Besides tax increases to fulfill his progressive vision—and keep the city afloat in stormy economic times—Keller’s executive report also makes suggestions about methods of revenue generation that may be available for use by raising fees on certain city services. These include potentially increasing planning and permit fees to see revenue from those sources rise to about $5 million annually, lifting bus fares by 25 percent or raising the cost of child care services, golf course usage and museum rental scheduling.

The revenue to be gained by such changes, unfortunately, pales when compared to the funds available from sources of further taxation. The executive summary lists such potential tax increases, such as a small increase in the gross receipts tax. A 3/8 cent increase would provide at least $44 million in additional revenue over a year’s time. An increase in the property tax operational mill levy would result in $11 million in additional funding going into the city coffer on an annual basis.

Finally, the document also addresses budget cuts as means of reducing the deficit. Such unfortunate measures would include cutting community events at the KiMo and South Broadway Cultural Center (a move that would save about $3.6 million per year) and permanently cutting 200 currently unfilled city work and administrative positions to save approximately $13.3 million per year—a move that the report warns would result in far reaching impacts to citizen services.

Flash forward through winter: On Monday, March 5, the City Council voted on legislation—introduced by Council President Ken Sanchez and long-time centrist Councilor Trudy Jones—aimed at raising the city’s gross receipts tax (the tax money citizens pay when they purchase goods, except groceries) in order to fully fund Albuquerque’s embattled, understaffed police department. The increase will raise the current level of taxation—which is eight percent—by 3/8 of a cent per dollar. Council President Sanchez reckons the increase will generate up to $55 million in additional revenue per year, over $10 million than Keller’s projections.

As readers may recall, during his very successful campaign for Albuquerque’s top spot last year, Keller told the masses that he would only raise taxes with voter approval as a last resort, and then only to fund public safety projects.
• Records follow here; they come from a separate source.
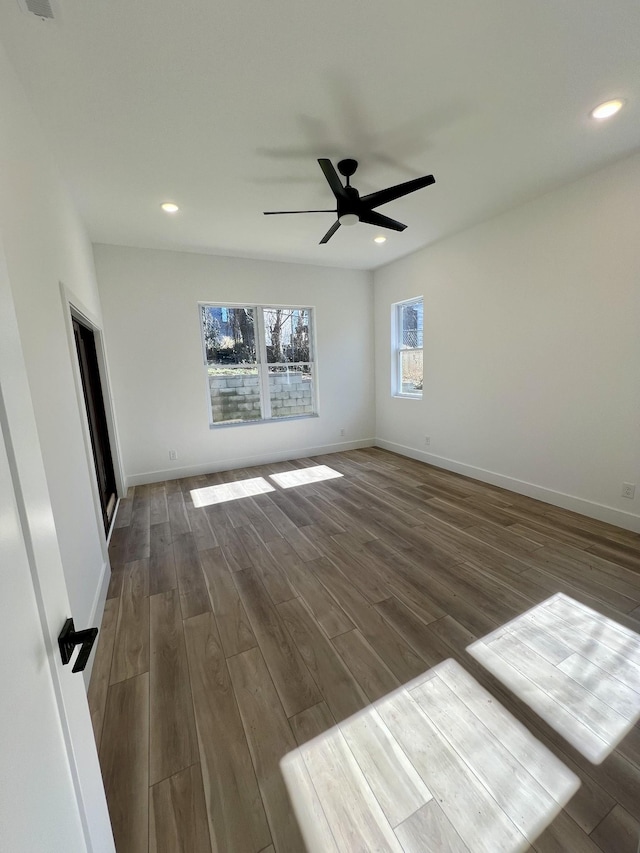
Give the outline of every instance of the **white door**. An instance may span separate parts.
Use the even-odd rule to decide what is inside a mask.
[[[115,851],[82,675],[58,653],[70,615],[0,246],[0,849],[11,853]]]

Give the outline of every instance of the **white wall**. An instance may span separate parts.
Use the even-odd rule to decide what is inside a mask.
[[[379,443],[640,529],[639,198],[635,156],[377,270]],[[394,399],[391,304],[421,295],[424,396]]]
[[[370,273],[106,245],[94,256],[129,484],[371,442]],[[313,306],[319,417],[210,429],[199,301]]]
[[[0,233],[73,616],[88,626],[99,605],[104,537],[74,385],[59,283],[96,316],[91,244],[40,128],[0,47]]]
[[[1,46],[0,116],[0,848],[113,853],[84,682],[57,649],[69,615],[102,616],[59,287],[99,312],[91,247]]]

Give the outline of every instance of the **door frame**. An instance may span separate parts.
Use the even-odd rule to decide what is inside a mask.
[[[106,347],[104,342],[104,333],[98,318],[78,299],[78,297],[64,284],[60,282],[60,296],[62,298],[62,308],[64,315],[64,325],[67,333],[67,342],[69,344],[69,356],[73,371],[73,384],[76,390],[78,400],[78,410],[80,411],[80,420],[82,423],[82,437],[84,439],[84,450],[87,457],[87,466],[91,472],[91,494],[93,496],[93,508],[96,513],[98,525],[100,527],[101,536],[100,543],[102,546],[102,557],[105,562],[108,562],[109,539],[113,531],[113,524],[118,512],[118,503],[120,499],[125,497],[127,489],[125,486],[124,472],[122,470],[122,455],[120,452],[120,444],[118,442],[118,434],[116,432],[116,421],[113,405],[113,395],[111,393],[111,382],[109,380],[109,369],[107,366]],[[102,521],[102,504],[100,503],[100,491],[98,489],[98,478],[96,475],[95,462],[93,458],[93,446],[91,444],[91,431],[89,429],[89,418],[87,416],[87,408],[84,399],[84,390],[82,388],[82,375],[80,373],[80,365],[78,363],[78,353],[76,350],[76,342],[73,334],[72,317],[76,317],[80,323],[87,326],[93,332],[96,355],[98,357],[98,370],[100,373],[100,384],[102,386],[102,399],[104,402],[104,412],[107,419],[107,432],[109,434],[109,444],[111,447],[111,461],[113,464],[113,472],[116,478],[116,491],[118,501],[113,511],[109,532],[104,531]]]
[[[57,637],[71,615],[13,292],[0,237],[0,428],[24,536],[71,784],[89,853],[115,853],[84,681],[63,666]],[[19,661],[16,662],[19,666]]]

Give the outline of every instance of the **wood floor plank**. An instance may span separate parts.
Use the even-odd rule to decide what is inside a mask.
[[[128,527],[131,524],[132,511],[133,498],[120,498],[120,501],[118,502],[118,511],[116,513],[116,520],[114,521],[114,528]]]
[[[359,542],[367,542],[374,538],[372,534],[360,525],[352,515],[345,513],[339,507],[335,506],[327,497],[326,493],[316,489],[314,494],[307,497],[316,509],[319,509],[323,515],[332,519],[346,533],[349,533]]]
[[[211,504],[202,507],[209,527],[218,545],[224,545],[229,536],[233,535],[234,526],[223,504]]]
[[[176,562],[182,618],[189,619],[191,616],[198,616],[200,613],[211,610],[207,585],[191,533],[183,533],[174,538],[173,554]]]
[[[498,551],[504,551],[511,557],[527,558],[532,551],[538,551],[542,546],[538,542],[533,542],[525,536],[511,530],[509,527],[502,527],[499,524],[483,523],[467,528],[469,536],[474,539],[479,539]]]
[[[233,579],[287,716],[320,702],[322,696],[255,571],[235,572]]]
[[[335,537],[323,535],[314,542],[322,553],[347,575],[353,586],[371,604],[384,601],[392,595],[390,585],[381,577],[375,564],[367,559],[368,554],[346,533]]]
[[[257,640],[222,548],[201,551],[199,559],[225,655],[231,657],[253,648]]]
[[[286,492],[269,492],[267,496],[273,503],[285,513],[289,521],[293,522],[296,527],[305,527],[307,524],[313,524],[313,518],[306,511],[301,500],[295,499],[292,495]]]
[[[152,524],[150,537],[149,594],[156,595],[178,586],[169,522]]]
[[[533,737],[499,702],[495,702],[492,694],[475,681],[464,667],[447,661],[436,667],[436,673],[438,681],[442,682],[454,697],[445,697],[447,708],[459,707],[462,702],[491,733],[492,738],[500,741],[510,755],[525,768],[527,774],[557,803],[565,805],[569,801],[578,790],[580,780],[562,761]],[[422,691],[422,695],[425,695],[425,691]],[[468,714],[467,720],[475,722]]]
[[[300,829],[280,772],[280,760],[296,748],[296,742],[260,650],[250,649],[230,658],[229,671],[275,846],[302,849]]]
[[[334,637],[333,645],[371,702],[400,687],[398,679],[357,628]]]
[[[180,479],[165,480],[164,488],[165,488],[165,492],[167,494],[167,497],[169,497],[169,495],[175,495],[178,492],[182,492],[181,480]]]
[[[640,597],[640,573],[619,566],[589,551],[581,551],[570,545],[550,543],[537,554],[538,557],[555,568],[566,571],[566,577],[581,578],[590,576],[601,586],[616,590],[628,598]]]
[[[434,666],[448,656],[449,650],[444,651],[433,642],[429,626],[424,623],[412,610],[396,598],[388,598],[376,605],[378,611],[387,622],[416,649],[427,666]]]
[[[204,509],[187,505],[187,517],[196,550],[206,551],[207,548],[215,548],[218,541],[213,535],[211,525],[209,524],[209,517]]]
[[[567,850],[580,850],[580,853],[602,853],[601,848],[571,820],[566,812],[560,812],[556,819],[536,838],[533,849],[537,853],[566,853]]]
[[[120,598],[122,595],[122,582],[124,580],[124,563],[115,563],[111,559],[111,576],[109,577],[109,588],[107,589],[107,599]]]
[[[553,550],[547,551],[546,546],[536,551],[535,555],[531,556],[530,562],[546,574],[563,580],[570,580],[570,583],[577,589],[593,595],[622,613],[629,613],[638,606],[640,585],[634,589],[631,584],[622,585],[619,581],[609,580],[607,576],[603,577],[597,570],[589,566],[574,566],[568,560],[562,561],[562,558]],[[621,586],[625,588],[624,592],[618,591]],[[618,589],[614,587],[618,587]]]
[[[239,527],[237,534],[273,603],[280,604],[282,601],[295,598],[296,592],[287,580],[286,574],[253,527]]]
[[[133,498],[131,521],[128,528],[126,528],[127,539],[123,557],[124,563],[143,560],[149,556],[149,519],[149,501],[147,498],[139,497],[136,493]]]
[[[430,679],[411,690],[411,696],[507,817],[529,842],[534,841],[541,822],[553,819],[564,802],[558,803],[534,778],[525,756],[507,748],[504,735],[494,734],[481,723],[442,679]],[[565,801],[573,790],[569,789]]]
[[[109,687],[100,766],[118,853],[149,843],[149,674]]]
[[[235,527],[231,530],[227,529],[224,534],[224,542],[221,542],[225,558],[232,572],[241,572],[243,569],[253,568],[253,560],[245,548],[239,530],[240,528]]]
[[[211,853],[199,764],[154,785],[149,795],[149,853]]]
[[[109,677],[111,674],[111,659],[113,658],[113,644],[116,637],[116,625],[118,622],[119,601],[109,598],[105,602],[102,614],[102,624],[98,635],[96,656],[91,670],[91,681],[87,699],[91,711],[91,723],[93,734],[96,739],[96,747],[100,750],[102,738],[102,726],[104,723],[104,712],[107,704],[107,690],[109,688]]]
[[[278,612],[322,691],[317,701],[324,698],[338,721],[364,708],[368,704],[365,694],[300,599],[279,604]],[[315,703],[307,707],[310,704]]]
[[[422,657],[364,600],[333,563],[321,557],[308,565],[329,592],[339,599],[347,615],[401,683],[424,671]]]
[[[477,524],[476,517],[469,512],[468,508],[462,509],[442,498],[428,498],[423,506],[432,517],[439,518],[440,521],[445,521],[461,530]]]
[[[438,853],[472,853],[433,798],[397,826],[396,835],[405,853],[423,853],[425,843]]]
[[[374,708],[341,723],[340,731],[391,826],[433,798]]]
[[[214,853],[262,850],[271,834],[212,613],[184,622]]]
[[[603,557],[605,560],[617,563],[619,566],[626,566],[635,571],[640,570],[640,556],[638,556],[637,544],[621,545],[603,543],[601,545],[592,545],[588,550],[598,557]]]
[[[271,500],[268,494],[255,495],[253,502],[281,536],[284,536],[285,530],[297,529],[293,521]]]
[[[324,734],[336,725],[336,720],[326,702],[318,702],[289,718],[293,736],[298,746]]]
[[[191,685],[176,589],[149,598],[151,654],[149,669],[151,785],[174,776],[198,760]]]
[[[300,753],[338,850],[402,853],[400,843],[342,735],[319,738],[300,747]]]
[[[272,539],[267,547],[328,637],[335,637],[355,627],[335,598],[313,572],[309,571],[286,539]]]
[[[110,683],[149,671],[149,560],[127,563],[116,625]]]
[[[435,631],[437,628],[444,625],[445,622],[446,620],[440,620],[440,622],[434,623],[430,626],[430,630]],[[446,633],[447,632],[444,632],[445,637]],[[542,747],[546,748],[551,754],[558,756],[567,770],[575,774],[580,779],[580,787],[574,794],[573,798],[565,806],[565,810],[585,832],[591,832],[604,815],[609,812],[614,803],[613,798],[607,793],[607,791],[589,775],[592,765],[589,765],[588,771],[586,772],[587,768],[585,767],[585,763],[582,763],[580,760],[575,760],[576,756],[573,753],[571,755],[569,754],[571,752],[569,745],[555,732],[554,729],[547,726],[543,720],[537,717],[534,712],[522,702],[521,699],[514,697],[510,692],[508,692],[499,681],[496,681],[492,676],[490,676],[487,671],[477,664],[472,658],[466,654],[463,654],[462,656],[459,654],[458,650],[462,646],[463,644],[460,642],[453,643],[449,654],[458,659],[458,662],[469,671],[477,684],[483,685],[483,687],[489,691],[487,694],[487,703],[495,705],[497,698],[506,711],[508,711],[514,718],[519,719],[524,723],[525,737],[526,732],[531,732],[535,741],[539,741]],[[445,652],[443,658],[446,657],[447,654]],[[460,679],[458,679],[456,689],[458,692],[461,691]],[[472,692],[472,698],[474,700],[479,698],[475,685]],[[470,703],[469,696],[465,696],[465,701],[467,701],[467,704]],[[483,716],[477,707],[474,707],[474,712],[479,716]],[[545,764],[546,763],[547,762],[545,761]],[[588,764],[588,762],[586,762],[586,764]],[[564,784],[564,778],[565,773],[563,771],[557,775],[556,782],[562,785]],[[627,783],[629,786],[633,784],[631,777],[627,777]],[[553,792],[554,788],[549,786],[549,790]],[[631,789],[628,788],[628,790],[630,792]]]
[[[246,498],[246,500],[243,501],[243,505],[247,518],[249,519],[249,523],[263,542],[267,543],[272,539],[280,538],[280,531],[267,518],[254,498]]]
[[[191,533],[191,525],[189,524],[189,516],[187,515],[182,491],[167,495],[167,510],[169,513],[169,524],[171,525],[171,535],[174,539],[178,536],[183,536],[185,533]]]
[[[614,806],[591,833],[603,853],[637,853],[640,844],[640,822],[622,806]]]
[[[400,553],[380,539],[365,542],[363,554],[377,567],[378,572],[388,577],[393,595],[401,601],[411,602],[412,607],[418,607],[423,621],[440,619],[448,612],[438,605],[435,592],[437,586],[434,589],[419,554],[411,550]],[[450,598],[451,593],[447,593],[447,606]]]
[[[317,557],[322,556],[320,549],[317,548],[297,527],[288,529],[284,528],[282,530],[282,535],[301,560],[307,562],[308,560],[315,560]]]
[[[377,710],[470,850],[524,849],[522,834],[408,693],[385,699]]]
[[[299,750],[286,755],[280,766],[305,840],[301,853],[341,853]]]
[[[569,743],[586,752],[592,761],[602,761],[615,721],[607,719],[609,715],[600,706],[583,705],[587,697],[577,686],[563,680],[556,687],[553,667],[510,638],[504,643],[480,642],[472,653],[512,690],[522,692],[531,708],[547,722],[552,721]]]
[[[169,521],[167,491],[164,483],[152,483],[149,494],[149,524],[165,524]]]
He sees the writing on the wall and so should you, dear citizens. Keller’s call for a tax increase is not a violation of his promise but rather a realistic evolution of a leader set on reframing and recharging this city.

Using taxes, and yes, raising taxes instead of cutting vital services to make sure government has the capital necessary to provide needed services for citizens has always been the source of much debate in the American political dialogue.
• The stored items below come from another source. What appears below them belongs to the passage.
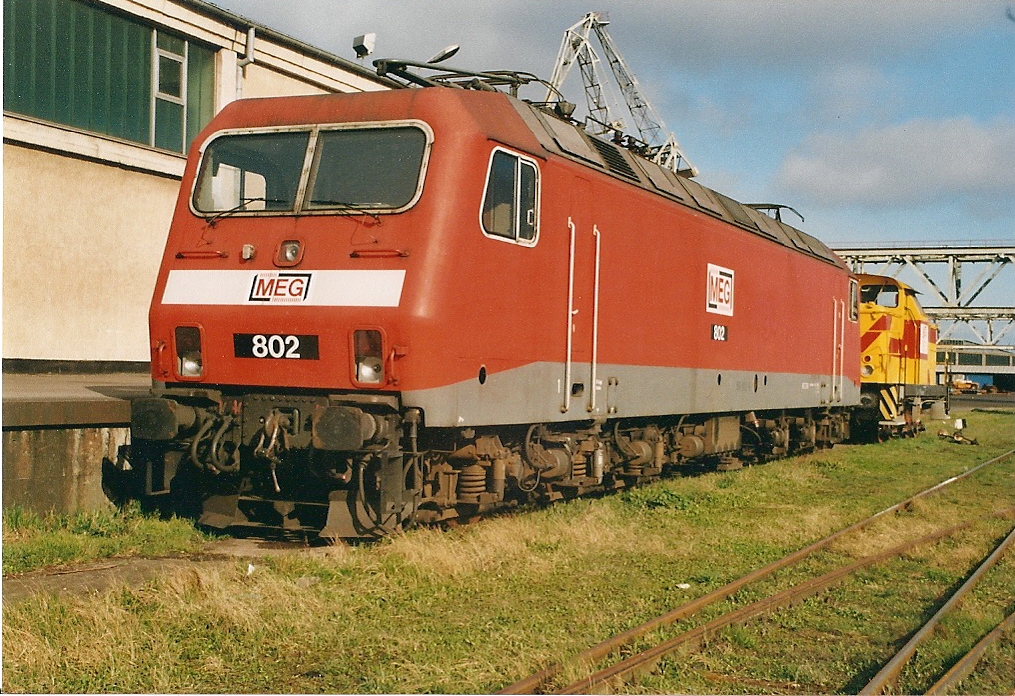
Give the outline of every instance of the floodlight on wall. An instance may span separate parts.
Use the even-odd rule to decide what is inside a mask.
[[[356,51],[357,58],[366,58],[374,52],[374,42],[377,41],[377,34],[370,32],[357,36],[352,40],[352,50]]]

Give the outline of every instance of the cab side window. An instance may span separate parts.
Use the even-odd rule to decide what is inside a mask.
[[[483,231],[522,244],[534,244],[539,218],[536,163],[506,150],[494,150],[481,215]]]
[[[860,301],[873,302],[879,307],[898,307],[899,288],[897,285],[864,285],[860,288]]]

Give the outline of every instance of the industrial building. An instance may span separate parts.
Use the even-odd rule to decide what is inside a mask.
[[[5,371],[147,365],[186,152],[227,103],[391,86],[200,0],[3,12]]]

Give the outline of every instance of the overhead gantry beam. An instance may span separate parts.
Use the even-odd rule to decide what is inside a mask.
[[[1015,308],[1012,307],[926,307],[925,311],[938,326],[949,322],[938,336],[939,342],[950,338],[957,326],[965,324],[983,345],[1000,346],[1001,340],[1015,327]]]
[[[923,284],[932,302],[924,302],[927,314],[943,327],[940,338],[954,334],[960,325],[967,326],[984,345],[997,345],[1015,326],[1015,306],[975,307],[973,302],[1006,268],[1015,267],[1015,246],[972,245],[965,247],[919,246],[839,247],[834,248],[855,273],[876,273],[897,277],[909,269]],[[975,266],[974,266],[975,264]],[[876,266],[868,270],[869,265]],[[928,272],[932,265],[946,267],[945,282],[934,280]],[[963,271],[966,271],[965,274]],[[964,278],[976,273],[972,282],[963,286]],[[940,279],[940,274],[939,279]],[[942,285],[944,288],[942,289]],[[1015,305],[1015,296],[1012,297]],[[985,330],[984,329],[985,325]]]

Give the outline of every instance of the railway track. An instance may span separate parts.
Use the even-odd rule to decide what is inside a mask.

Republicans generally run on the “no new taxes” platform. In this case, hard-line Republican Councilor Brad Winter was the sole member of the Council who did not vote for the tax increase.
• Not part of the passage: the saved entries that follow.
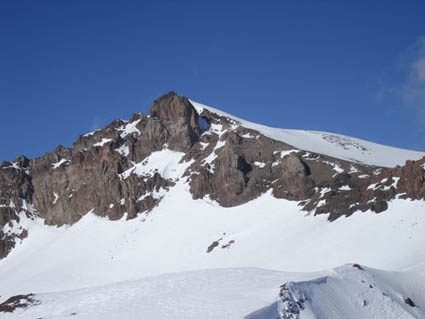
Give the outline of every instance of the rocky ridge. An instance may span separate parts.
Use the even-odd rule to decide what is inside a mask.
[[[161,153],[175,157],[173,167],[151,166]],[[300,150],[208,109],[199,114],[170,92],[149,115],[114,121],[40,158],[3,162],[0,258],[27,236],[22,219],[61,226],[89,211],[131,219],[152,210],[181,178],[194,199],[230,207],[271,192],[335,220],[383,212],[394,198],[424,199],[424,166],[425,158],[383,168]]]

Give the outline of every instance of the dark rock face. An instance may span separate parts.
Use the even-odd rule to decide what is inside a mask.
[[[227,207],[270,192],[334,220],[359,210],[381,213],[396,197],[425,198],[425,158],[384,169],[306,152],[208,110],[198,114],[170,92],[154,101],[149,116],[114,121],[40,158],[3,162],[0,258],[27,236],[22,218],[61,226],[89,211],[112,220],[149,212],[177,180],[137,167],[165,149],[190,163],[179,178],[187,179],[194,199]]]
[[[128,218],[152,209],[156,200],[143,195],[167,189],[173,182],[160,174],[150,178],[120,174],[165,144],[187,151],[199,139],[198,115],[189,101],[175,93],[156,100],[151,116],[136,114],[130,123],[113,122],[93,135],[81,136],[72,149],[58,148],[32,161],[34,206],[46,223],[72,224],[94,211],[110,219]],[[105,134],[106,133],[106,134]],[[99,136],[98,136],[99,135]],[[95,141],[106,141],[105,143]],[[128,155],[117,151],[128,149]],[[66,161],[64,161],[66,159]],[[52,163],[57,165],[52,169]]]
[[[201,136],[198,113],[187,98],[174,92],[155,100],[150,116],[163,122],[169,134],[166,143],[173,150],[187,152]]]
[[[18,157],[15,162],[3,162],[0,166],[0,258],[15,247],[15,242],[27,236],[22,227],[14,227],[22,216],[32,217],[29,209],[34,195],[29,160]],[[22,212],[20,216],[18,212]],[[6,229],[5,226],[8,226]]]
[[[223,134],[210,140],[217,145],[216,158],[212,164],[205,164],[201,156],[191,170],[191,192],[194,198],[209,195],[222,206],[234,206],[254,199],[268,189],[278,198],[301,200],[313,192],[313,181],[309,169],[297,155],[289,154],[280,158],[281,150],[291,147],[264,136],[245,138],[257,134],[243,128]],[[210,150],[206,150],[206,155]],[[278,154],[279,153],[279,154]]]
[[[403,167],[392,169],[370,167],[367,174],[336,176],[333,183],[322,184],[328,191],[321,197],[323,205],[315,213],[329,213],[329,219],[349,216],[355,211],[372,210],[381,213],[394,198],[425,199],[425,157],[419,161],[407,161]],[[367,170],[366,170],[367,172]],[[340,180],[344,182],[340,182]],[[338,184],[347,185],[345,189]],[[314,199],[314,197],[313,197]],[[313,210],[313,201],[306,209]]]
President Ronald Reagan built the entirety of his macro-economics on the premise that taxes, especially for those in the top 10 percent of earners, should be cut and cut again to encourage growth and profitability. The extra money made by such drivers of the economy would result in more feria for all, as those on top hired more, raised incomes and then went golfing frequently at municipal courses (the ones still open and being watered), thereby giving back to the system.

The thing is, trickle down economics never works. It’s a sham. Cutting services never works either. Such methodologies only serve to perpetuate economic disparity and give further agency to our Trumpian overlords.

On the other hand, reasonable tax increases work. And 3/8 of a cent per dollar spent is affordable—even on my modest means as a journalist. That number seems doable and citizens should respect our mayor’s economic acumen and his call for tax increases as a solution that prevents reduction in services or a continuing public safety crisis. It’s simple and effective economic medicine for a growing city.

Citizens should stand behind the mayor’s plan to set things right, especially if the alternative would see more closures, reductions and a negative impact on civic safety.